How I Handle Halloween Candy Craziness by Real Mom NutritionMy name is Sally. I’m a dietitian. And I hand out candy to trick-or-treaters.

In the past, I’ve doled out bags of pretzels, small tubs of Play-Doh, and sheets of stickers too (and see nothing wrong with going that route). But mostly, we hand out candy. Usually chocolate.

If you’re a regular on this blog, you know I can get riled up about junk food. Especially when it’s on the sidelines of kids’ sports every weekend (read: Soccer Mom Soapbox). I’m that mom calling the summer camp director to ask about switching from Powerade to water. I’m the lady stopping at the front desk of the rec center to chat about the junk in the vending machine. I even advocate for healthier school Halloween parties.

Yet when it comes to trick-or-treating, I’m cool with candy. Why? Because I think it’s okay to celebrate some occasions with food. (If goodies aren’t handed out every day for made-up special occasions like t-ball practice, it’s easier to do this.)
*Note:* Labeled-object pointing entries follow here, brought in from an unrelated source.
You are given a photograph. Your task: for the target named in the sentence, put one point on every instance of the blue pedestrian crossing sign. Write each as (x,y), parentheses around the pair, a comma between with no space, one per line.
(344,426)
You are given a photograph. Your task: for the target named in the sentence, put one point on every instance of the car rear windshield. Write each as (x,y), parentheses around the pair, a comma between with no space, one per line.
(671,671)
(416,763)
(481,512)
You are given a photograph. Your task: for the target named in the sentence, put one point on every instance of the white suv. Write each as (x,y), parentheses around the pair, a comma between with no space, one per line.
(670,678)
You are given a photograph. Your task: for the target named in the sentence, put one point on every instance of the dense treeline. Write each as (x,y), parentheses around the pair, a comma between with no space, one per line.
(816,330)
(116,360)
But I also know that trick-or-treating can spiral into candy craziness, so here’s how I make it work in our house:

1.  I wait until the very last minute to buy candy. Ideally, I’m at the store at 3pm on the day of trick-or-treating. Once upon a time, I made the tragic error of buying Halloween candy in advance, which of course meant we ate it, bought more, ate that, and bought more.

2. I give my kids free reign. We eat dinner before trick-or-treating, then all bets are off. They can eat as much as they want, which often comes with its own handy life lesson: If you eat too many sweets, sometimes your belly hurts and you feel gross.

3. I play the Switch Witch. After my kids return home to dump and sort their stash, they reserve a pile of their favorites. The rest (the stuff they don’t like or don’t like very much) goes into a bowl on the dining room table. While they’re sleeping, the Switch Witch arrives to take the candy and replace it with a toy or game. This is optional at my house. My kids aren’t forced to turn over their candy, and last year they kept a pretty sizeable amount. I know not everyone is a fan of the Switch Witch (read Red, Round or Green’s take in this post, “Switching Off“). But I like that this fun tradition teaches them to value what they like best–but not waste time on the stuff they don’t, simply because it’s there. In our culture of omni-present junk, that’s a useful skill.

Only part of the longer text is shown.